Margate’s QEQM Hospital prepares to celebrate 90th birthday

QEQM opening ceremony

By Liz Crudgington

In 1930, Mickey Mouse made his first appearance in a comic strip, Scotch Tape was first marketed, and actor Sean Connery was born.

It also marked the official opening of the Queen Elizabeth The Queen Mother Hospital in Margate, which celebrates its 90th birthday on Friday, 3 July.

Staff plan to mark the occasion with a socially distanced celebration featuring a display of the hospital’s history, as well as cakes for patients and medical teams.

Susan Acott, chief executive of East Kent Hospitals, said: “Thousands and thousands of people have been cared for at the QEQM in its nine decades.

“And thousands more staff have cared for them, working through challenges from the Second World War to the current coronavirus pandemic.

“The hospital has featured in countless family celebrations and tragedies and has a real place in the hearts of many in our community.

“While we may not be able to have the celebrations we had planned, we will still mark the occasion in a socially distanced way and give thanks for the decades of service the hospital has seen.”

Building work on the St Peter’s Road site started in 1928, with the foundation stone laid by Sir Charles Batho, the then Lord Mayor of London, and the opening ceremony was performed by Prince and Princess Arthur of Connaught.
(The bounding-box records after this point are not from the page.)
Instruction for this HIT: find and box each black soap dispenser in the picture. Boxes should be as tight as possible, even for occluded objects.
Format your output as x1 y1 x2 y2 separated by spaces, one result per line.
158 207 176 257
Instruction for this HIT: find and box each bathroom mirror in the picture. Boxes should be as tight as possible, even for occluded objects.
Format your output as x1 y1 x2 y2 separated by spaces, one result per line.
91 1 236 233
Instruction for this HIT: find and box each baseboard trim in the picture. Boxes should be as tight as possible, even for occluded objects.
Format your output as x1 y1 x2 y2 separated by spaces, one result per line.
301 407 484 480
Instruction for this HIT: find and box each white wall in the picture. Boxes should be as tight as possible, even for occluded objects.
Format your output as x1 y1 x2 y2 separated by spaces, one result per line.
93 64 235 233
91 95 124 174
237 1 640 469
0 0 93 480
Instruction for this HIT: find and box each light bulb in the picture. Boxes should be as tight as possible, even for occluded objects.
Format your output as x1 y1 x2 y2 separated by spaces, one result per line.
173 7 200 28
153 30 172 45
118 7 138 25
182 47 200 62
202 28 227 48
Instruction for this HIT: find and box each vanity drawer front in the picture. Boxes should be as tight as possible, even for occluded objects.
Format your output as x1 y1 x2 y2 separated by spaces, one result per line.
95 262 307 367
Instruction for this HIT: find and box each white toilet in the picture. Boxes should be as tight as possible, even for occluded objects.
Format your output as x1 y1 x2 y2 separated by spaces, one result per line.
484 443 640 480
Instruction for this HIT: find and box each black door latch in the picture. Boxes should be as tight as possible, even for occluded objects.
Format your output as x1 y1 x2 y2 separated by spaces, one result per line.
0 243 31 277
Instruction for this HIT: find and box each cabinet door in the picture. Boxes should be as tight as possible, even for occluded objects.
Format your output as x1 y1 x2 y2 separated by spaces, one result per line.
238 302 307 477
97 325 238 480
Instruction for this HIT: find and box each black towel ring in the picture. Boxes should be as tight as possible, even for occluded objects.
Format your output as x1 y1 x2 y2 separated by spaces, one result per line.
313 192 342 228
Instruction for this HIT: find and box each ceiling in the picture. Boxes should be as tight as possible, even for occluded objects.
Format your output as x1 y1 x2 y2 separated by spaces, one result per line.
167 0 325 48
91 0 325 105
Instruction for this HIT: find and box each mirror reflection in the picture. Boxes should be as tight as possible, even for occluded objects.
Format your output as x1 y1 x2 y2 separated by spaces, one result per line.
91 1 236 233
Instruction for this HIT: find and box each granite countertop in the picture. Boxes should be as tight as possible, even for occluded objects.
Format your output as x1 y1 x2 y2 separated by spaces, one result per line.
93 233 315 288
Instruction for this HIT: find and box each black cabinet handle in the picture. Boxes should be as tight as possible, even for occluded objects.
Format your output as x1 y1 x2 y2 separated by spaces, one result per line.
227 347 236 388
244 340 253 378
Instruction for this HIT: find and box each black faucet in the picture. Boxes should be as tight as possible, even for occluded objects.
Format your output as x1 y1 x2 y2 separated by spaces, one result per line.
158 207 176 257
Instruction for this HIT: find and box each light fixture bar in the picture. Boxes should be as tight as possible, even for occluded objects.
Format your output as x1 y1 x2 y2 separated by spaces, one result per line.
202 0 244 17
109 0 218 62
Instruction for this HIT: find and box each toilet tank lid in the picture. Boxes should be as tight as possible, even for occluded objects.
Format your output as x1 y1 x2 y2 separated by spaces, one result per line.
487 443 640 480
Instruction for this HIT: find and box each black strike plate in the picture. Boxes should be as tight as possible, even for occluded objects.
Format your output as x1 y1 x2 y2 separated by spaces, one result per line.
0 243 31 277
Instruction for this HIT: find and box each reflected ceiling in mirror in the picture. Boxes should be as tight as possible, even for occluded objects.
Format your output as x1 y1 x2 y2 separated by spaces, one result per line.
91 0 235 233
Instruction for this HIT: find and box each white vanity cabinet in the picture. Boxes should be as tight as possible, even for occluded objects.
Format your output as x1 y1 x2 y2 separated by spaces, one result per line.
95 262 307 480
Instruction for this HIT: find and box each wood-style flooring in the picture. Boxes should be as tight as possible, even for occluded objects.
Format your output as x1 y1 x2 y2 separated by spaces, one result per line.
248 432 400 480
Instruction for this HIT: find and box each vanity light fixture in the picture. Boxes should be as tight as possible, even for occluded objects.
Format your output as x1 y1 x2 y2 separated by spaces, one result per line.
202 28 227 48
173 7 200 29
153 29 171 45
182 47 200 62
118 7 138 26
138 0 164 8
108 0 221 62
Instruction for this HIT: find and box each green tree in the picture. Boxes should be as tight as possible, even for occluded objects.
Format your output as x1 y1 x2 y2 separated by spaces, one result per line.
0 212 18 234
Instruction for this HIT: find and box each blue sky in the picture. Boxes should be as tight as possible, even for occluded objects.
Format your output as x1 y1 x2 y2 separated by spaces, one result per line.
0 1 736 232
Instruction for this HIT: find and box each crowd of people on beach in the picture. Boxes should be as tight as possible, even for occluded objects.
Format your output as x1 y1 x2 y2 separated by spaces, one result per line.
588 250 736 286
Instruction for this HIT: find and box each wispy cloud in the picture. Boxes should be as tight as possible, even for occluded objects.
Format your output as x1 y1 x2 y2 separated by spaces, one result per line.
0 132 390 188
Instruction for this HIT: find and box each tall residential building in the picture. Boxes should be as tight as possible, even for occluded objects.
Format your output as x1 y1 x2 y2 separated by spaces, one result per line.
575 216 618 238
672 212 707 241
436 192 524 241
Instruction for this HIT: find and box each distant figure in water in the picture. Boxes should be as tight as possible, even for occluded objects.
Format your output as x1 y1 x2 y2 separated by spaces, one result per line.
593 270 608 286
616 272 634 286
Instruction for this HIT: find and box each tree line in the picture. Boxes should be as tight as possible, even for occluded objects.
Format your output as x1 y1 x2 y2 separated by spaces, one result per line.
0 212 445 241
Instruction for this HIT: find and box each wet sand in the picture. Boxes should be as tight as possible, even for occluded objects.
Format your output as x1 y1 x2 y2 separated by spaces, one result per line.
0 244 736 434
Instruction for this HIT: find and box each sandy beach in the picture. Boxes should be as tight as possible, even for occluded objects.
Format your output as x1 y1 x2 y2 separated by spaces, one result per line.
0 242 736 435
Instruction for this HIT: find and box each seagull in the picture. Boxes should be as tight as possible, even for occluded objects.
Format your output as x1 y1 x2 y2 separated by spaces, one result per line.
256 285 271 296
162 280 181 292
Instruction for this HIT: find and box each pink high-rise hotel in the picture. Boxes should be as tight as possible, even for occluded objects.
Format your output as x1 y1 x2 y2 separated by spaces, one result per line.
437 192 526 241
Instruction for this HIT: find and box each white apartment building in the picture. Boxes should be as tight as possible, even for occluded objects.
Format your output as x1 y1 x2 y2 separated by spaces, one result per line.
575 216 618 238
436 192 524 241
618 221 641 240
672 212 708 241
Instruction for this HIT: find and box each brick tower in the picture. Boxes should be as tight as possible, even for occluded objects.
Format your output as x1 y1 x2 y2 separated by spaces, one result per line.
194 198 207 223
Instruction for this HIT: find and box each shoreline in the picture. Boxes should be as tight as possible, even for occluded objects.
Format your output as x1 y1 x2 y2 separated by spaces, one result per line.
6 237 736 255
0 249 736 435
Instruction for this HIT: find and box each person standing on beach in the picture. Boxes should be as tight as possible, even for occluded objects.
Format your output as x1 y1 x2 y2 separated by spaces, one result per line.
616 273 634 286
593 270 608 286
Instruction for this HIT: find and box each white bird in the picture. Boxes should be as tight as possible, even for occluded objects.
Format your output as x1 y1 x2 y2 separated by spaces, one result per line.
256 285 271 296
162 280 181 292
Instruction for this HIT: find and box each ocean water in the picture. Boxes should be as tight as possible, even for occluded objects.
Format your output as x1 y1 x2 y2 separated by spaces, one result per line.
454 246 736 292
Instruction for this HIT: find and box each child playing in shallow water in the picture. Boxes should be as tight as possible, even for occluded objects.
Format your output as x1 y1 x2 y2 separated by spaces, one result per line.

Prince Arthur was the seventh of Queen Victoria’s nine children and his wife was a qualified nurse.

The new hospital had 87 beds and one operating theatre and replaced the old Margate Cottage Hospital, which opened in 1876 and is now Edith Court. It cost a total of £70,000, largely raised by the Thanet community with additional contributions from further afield.

In 1948, the hospital became part of the newly formed NHS, and was renamed Margate General Hospital. Over the years it became known as the Isle of Thanet District Hospital, Margate Wing, and then in 1986 Thanet District Hospital.

It wasn’t until 1996 that it was given its current name, when Prince Charles opened the new extension leading towards Ramsgate Road and the hospital became The Queen Elizabeth The Queen Mother Hospital.

By then it had 520 beds and nine operating theatres, and had absorbed staff, patients and services from the Royal Sea Bathing Hospital, which closed in the same year.

QEQM now provides a wide range of emergency and elective services and comprehensive trauma, orthopaedic, obstetrics, general surgery and paediatric services.

It has a dedicated heart centre, as well as intensive care facilities and children’s inpatient and outpatient services.